12. "Hymn To Love" - The only total misstep on this entire project to me. I know this in French as "Hymne d'Amour," as well as the English adaptation as "If You Love Me (Really Love Me)." It's so ingrained in my mind, that I couldn't come to the (unknown to me) lyrics used here. I'm sure I'll get to the meat of song after listening more.

13. "On the Sunny Side of the Street" - This (without looking at the track listing) was completely unexpected and, the end result is a conclusion on an up note! Each and every performer on this song is having fun, and Cyndi's softly spoken "Let's go home" at the end makes this perfect - a perfect ending.
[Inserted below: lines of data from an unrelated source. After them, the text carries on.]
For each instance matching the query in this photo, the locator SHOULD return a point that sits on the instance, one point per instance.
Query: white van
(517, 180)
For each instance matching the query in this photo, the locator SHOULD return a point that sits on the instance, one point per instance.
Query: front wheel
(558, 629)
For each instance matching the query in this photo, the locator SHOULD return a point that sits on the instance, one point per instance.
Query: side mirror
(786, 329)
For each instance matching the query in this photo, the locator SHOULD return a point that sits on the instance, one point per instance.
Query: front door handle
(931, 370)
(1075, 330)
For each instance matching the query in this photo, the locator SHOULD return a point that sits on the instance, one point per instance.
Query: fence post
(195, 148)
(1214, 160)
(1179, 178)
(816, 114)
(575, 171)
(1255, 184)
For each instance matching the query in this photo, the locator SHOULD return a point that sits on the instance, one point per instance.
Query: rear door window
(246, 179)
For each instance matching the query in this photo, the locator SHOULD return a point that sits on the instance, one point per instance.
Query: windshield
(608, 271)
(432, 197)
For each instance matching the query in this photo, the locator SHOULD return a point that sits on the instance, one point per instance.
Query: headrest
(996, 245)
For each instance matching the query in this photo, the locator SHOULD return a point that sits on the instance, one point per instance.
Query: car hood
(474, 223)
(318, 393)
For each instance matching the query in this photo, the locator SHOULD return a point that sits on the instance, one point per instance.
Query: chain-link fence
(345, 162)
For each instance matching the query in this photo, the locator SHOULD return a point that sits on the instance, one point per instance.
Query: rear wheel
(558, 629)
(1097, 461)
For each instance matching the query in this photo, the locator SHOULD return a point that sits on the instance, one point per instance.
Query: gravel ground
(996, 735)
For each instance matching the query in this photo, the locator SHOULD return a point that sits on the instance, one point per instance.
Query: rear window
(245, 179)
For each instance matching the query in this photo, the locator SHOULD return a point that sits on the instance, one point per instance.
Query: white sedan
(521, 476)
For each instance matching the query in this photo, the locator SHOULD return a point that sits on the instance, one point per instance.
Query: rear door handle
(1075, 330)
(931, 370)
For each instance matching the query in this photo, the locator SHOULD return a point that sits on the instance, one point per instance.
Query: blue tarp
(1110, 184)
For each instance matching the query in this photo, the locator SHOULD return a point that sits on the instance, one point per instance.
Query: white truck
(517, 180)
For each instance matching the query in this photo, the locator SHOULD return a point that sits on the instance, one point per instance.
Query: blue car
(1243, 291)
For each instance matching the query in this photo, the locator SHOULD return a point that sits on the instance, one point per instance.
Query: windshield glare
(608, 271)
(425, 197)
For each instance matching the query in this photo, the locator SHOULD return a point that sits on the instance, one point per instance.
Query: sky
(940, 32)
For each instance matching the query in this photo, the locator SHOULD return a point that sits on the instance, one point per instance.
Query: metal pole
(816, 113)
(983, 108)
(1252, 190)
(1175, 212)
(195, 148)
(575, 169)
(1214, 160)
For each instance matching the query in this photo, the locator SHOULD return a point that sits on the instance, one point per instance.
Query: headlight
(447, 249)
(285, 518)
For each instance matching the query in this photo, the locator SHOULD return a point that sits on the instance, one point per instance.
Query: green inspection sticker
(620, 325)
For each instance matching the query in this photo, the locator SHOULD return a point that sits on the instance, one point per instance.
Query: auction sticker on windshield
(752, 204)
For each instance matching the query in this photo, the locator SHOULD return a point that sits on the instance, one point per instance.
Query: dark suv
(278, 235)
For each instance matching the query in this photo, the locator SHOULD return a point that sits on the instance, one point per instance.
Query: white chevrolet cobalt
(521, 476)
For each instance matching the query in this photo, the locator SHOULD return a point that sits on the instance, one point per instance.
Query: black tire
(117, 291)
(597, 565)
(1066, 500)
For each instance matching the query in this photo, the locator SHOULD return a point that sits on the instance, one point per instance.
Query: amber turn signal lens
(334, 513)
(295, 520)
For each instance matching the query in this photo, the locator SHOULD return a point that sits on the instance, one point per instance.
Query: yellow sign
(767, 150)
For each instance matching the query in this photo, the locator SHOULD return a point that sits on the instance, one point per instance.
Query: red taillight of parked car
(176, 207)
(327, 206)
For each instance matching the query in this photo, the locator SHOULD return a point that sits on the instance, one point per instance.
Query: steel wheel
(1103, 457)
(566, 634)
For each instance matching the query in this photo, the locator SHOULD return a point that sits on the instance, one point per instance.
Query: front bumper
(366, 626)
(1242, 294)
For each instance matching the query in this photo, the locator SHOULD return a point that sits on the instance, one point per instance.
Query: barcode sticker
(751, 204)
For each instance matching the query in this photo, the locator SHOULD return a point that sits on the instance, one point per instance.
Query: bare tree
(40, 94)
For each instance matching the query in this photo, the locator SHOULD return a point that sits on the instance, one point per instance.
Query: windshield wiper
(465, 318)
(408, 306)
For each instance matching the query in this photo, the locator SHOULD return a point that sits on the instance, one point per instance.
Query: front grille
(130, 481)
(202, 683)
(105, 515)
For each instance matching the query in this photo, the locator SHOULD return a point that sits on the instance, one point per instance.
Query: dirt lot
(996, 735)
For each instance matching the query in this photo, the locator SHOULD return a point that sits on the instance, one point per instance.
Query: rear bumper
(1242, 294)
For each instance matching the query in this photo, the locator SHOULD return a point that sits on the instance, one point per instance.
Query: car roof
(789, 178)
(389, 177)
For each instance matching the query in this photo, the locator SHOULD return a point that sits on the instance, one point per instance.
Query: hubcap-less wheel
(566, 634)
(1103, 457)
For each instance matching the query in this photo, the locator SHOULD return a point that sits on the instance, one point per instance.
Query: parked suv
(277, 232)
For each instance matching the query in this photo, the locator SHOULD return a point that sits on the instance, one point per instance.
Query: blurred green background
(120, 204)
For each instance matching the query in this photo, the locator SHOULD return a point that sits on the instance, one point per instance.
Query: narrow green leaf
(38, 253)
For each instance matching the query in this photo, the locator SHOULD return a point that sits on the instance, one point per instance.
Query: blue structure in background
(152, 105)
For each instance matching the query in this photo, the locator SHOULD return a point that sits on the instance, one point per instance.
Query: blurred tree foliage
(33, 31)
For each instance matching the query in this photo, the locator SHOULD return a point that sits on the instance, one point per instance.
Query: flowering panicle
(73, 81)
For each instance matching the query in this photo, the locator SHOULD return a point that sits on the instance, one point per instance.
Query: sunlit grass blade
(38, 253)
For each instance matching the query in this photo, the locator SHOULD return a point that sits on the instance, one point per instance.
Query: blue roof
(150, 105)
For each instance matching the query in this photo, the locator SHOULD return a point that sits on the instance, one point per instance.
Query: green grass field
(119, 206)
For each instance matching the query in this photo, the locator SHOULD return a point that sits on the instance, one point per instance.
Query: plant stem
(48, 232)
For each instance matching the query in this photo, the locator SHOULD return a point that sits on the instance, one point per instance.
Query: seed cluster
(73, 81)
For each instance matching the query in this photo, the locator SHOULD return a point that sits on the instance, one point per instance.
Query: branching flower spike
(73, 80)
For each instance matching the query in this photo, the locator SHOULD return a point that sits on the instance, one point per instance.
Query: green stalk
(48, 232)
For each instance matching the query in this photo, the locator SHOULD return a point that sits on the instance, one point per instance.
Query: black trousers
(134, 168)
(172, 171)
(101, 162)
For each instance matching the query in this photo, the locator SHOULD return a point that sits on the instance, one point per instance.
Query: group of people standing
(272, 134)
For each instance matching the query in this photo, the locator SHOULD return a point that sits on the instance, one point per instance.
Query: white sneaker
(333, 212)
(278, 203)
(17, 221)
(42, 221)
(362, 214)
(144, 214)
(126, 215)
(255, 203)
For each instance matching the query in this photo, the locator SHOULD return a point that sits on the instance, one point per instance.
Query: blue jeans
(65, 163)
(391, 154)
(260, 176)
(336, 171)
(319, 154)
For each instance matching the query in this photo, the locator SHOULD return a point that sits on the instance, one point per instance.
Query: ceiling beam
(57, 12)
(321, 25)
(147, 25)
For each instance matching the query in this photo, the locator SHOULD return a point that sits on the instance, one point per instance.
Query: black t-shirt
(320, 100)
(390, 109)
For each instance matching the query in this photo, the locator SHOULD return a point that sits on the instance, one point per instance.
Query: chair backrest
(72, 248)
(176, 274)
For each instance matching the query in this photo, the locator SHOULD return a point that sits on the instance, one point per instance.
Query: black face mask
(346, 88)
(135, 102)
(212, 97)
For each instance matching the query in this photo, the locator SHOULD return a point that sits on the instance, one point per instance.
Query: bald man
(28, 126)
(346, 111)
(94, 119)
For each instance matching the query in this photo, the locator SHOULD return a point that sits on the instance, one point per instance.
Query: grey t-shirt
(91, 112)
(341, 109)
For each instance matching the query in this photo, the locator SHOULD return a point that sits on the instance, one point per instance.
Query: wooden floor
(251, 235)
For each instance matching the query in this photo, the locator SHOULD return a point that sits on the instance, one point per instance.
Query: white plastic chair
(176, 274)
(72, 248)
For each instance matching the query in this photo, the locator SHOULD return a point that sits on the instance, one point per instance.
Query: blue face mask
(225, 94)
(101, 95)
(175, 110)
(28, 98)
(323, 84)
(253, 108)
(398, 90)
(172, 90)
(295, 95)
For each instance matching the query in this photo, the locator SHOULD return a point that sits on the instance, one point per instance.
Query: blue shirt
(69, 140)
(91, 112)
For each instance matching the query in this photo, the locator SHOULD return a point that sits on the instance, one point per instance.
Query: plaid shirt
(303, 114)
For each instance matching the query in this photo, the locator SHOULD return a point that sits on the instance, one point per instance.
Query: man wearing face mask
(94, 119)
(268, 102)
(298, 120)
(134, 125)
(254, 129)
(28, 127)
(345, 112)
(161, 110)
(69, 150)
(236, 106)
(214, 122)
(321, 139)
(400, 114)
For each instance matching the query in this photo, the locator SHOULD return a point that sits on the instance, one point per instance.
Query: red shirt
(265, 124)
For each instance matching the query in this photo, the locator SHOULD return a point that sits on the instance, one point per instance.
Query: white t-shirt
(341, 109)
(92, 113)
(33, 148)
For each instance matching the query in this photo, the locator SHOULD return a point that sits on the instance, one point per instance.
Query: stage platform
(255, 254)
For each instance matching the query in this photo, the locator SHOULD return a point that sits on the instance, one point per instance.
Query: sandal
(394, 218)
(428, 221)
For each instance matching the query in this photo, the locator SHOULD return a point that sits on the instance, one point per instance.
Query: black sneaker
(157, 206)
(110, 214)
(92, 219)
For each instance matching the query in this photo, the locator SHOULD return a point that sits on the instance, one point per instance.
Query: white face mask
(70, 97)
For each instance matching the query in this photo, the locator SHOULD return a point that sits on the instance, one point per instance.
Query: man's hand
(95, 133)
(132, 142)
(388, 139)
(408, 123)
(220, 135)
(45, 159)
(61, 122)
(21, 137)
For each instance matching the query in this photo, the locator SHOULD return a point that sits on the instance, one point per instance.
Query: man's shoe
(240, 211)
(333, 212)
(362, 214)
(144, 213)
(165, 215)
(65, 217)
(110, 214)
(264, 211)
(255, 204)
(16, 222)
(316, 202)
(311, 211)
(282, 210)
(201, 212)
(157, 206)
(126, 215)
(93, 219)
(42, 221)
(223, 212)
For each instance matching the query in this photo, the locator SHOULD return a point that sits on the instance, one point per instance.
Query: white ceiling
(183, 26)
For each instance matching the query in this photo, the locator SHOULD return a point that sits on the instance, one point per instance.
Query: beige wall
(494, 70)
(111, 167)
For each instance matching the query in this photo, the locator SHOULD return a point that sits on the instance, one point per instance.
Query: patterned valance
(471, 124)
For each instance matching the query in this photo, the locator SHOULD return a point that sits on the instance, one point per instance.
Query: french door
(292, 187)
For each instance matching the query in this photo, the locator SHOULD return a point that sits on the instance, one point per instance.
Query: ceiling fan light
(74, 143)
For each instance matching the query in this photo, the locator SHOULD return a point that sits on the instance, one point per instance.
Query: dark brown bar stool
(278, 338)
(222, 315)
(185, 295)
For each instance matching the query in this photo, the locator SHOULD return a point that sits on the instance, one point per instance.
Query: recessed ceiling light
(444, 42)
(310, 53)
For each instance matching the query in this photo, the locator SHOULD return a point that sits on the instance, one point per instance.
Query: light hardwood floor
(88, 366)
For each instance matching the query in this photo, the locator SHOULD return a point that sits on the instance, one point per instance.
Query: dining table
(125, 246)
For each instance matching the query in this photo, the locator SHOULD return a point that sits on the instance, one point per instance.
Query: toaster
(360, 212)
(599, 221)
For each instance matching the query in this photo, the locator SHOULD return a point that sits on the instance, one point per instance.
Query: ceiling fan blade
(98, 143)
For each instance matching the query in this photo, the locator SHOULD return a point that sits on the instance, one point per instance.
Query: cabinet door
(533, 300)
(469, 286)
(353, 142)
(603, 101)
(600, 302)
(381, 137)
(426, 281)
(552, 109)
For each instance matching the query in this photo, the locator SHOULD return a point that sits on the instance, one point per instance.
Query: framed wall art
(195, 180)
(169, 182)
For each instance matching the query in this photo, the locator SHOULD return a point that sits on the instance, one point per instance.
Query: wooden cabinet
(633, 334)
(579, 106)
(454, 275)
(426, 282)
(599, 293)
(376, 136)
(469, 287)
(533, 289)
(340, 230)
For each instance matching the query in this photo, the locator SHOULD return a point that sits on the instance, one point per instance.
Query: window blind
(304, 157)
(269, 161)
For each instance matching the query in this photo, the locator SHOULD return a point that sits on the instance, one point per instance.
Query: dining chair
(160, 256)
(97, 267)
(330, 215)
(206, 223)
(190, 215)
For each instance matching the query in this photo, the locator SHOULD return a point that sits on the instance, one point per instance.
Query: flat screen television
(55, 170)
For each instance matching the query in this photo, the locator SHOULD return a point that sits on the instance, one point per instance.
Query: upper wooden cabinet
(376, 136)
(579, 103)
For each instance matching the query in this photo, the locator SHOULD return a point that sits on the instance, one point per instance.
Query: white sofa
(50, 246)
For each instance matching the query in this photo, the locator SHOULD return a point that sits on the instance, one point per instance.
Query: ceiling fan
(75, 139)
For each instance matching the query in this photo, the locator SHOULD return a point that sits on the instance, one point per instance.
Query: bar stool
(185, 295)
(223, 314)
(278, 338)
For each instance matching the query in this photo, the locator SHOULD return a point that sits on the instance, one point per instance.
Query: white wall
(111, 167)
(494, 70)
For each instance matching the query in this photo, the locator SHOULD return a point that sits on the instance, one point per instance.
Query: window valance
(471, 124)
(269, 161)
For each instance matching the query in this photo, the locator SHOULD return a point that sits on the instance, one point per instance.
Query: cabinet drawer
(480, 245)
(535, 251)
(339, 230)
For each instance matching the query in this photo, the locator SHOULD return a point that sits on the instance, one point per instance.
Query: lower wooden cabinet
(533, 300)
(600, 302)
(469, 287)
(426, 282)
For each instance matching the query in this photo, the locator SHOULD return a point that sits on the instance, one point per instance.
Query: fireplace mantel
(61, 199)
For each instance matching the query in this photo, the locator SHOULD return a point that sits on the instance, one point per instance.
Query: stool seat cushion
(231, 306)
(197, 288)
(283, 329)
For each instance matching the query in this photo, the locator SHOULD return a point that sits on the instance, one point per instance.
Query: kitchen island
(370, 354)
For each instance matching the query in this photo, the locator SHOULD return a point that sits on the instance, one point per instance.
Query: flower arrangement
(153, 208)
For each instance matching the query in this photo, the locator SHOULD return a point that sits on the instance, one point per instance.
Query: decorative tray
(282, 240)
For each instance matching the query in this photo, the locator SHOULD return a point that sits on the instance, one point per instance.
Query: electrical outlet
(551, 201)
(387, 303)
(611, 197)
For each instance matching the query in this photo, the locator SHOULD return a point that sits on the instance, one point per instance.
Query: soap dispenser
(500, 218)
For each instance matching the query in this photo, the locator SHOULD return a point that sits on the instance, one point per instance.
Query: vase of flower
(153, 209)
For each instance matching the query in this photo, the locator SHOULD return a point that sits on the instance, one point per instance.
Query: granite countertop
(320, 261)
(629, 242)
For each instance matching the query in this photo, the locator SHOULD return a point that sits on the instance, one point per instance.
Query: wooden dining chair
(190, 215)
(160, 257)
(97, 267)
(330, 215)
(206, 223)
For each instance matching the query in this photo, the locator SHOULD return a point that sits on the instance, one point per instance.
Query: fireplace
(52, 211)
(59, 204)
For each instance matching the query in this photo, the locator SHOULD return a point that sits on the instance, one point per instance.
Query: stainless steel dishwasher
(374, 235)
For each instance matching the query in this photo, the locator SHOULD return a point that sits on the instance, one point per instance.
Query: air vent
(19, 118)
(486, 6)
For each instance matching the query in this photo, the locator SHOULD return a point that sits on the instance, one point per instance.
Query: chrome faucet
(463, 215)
The best part of this album is it's entirely creative and innovative. It is most definitely an artistic statement, where the focus was on making a fantastic and musically inventive album instead of going for the lowest common denominator (i.e., hit singles). Though it has it's quirks and not everything works, this is one of *the* best interpretive albums released in a long time! This album may not have spoken to me from the start, but it's not only simmered, it's gone to become a complete sizzle - I'm loving this album. Cyndi is to be commended to venturing out on a limb... Brava Cyndi!
"
I wanted to hate it. I really did.
Manny | Miami, FL | 01/11/2004
(5 out of 5 stars)

"This is intriguing, reading such wildly disparate reviews. And you know what? It's joyous. Joyous that Cyndi elicits such intense emotional reactions, both positive *and* negative. It means she's doing something right. I'm reminded of 2 reviews in the New York Times, published side by side, when Nirvana's "Nevermind" was released years ago. One was titled "It's Brilliant," and the other, "It's Awful." Cyndi's "At Last" is much the same: bound to throw some listeners off, destined to confuse those who finally thought they had Cyndi Lauper figured out. I hated the idea of a covers album at first too. Then I listened to the whole album. Dear God, Cyndi, what planet are you from? How do you spin hoary clunkers like "Unchained Melody" into stunning little prayers? And who do you think you are, making me cry? Five stars, and that's only cuz they won't allow me fifty. It's unfortunate that some armchair critics have criticized the "production," which is in fact stellar (says the studio hack-by-trade.) The subtle violins glisten, the piano sparkles, and the infinite textures of Cyndi's voice leap out. We've grown so accustomed to polish and overproduced dreck that hearing just a voice - and that's all you'll find here, essentially - can be jarring. So can the occasional crack brought on by raw emotion. But Cyndi's got the balls to put it out there, straight from her soul. It's what separates the Cyndis and the Arethas and the Pattis from the rest of the pack - and it's the stuff that lives on long after we're gone. So embrace your reaction to "At Last." Love it so much you want to devour it, hate it so much you need to post reviews on Amazon.com under different user names, which I've noticed in this case. But let the debate rage on. That's when you know it's art, friends."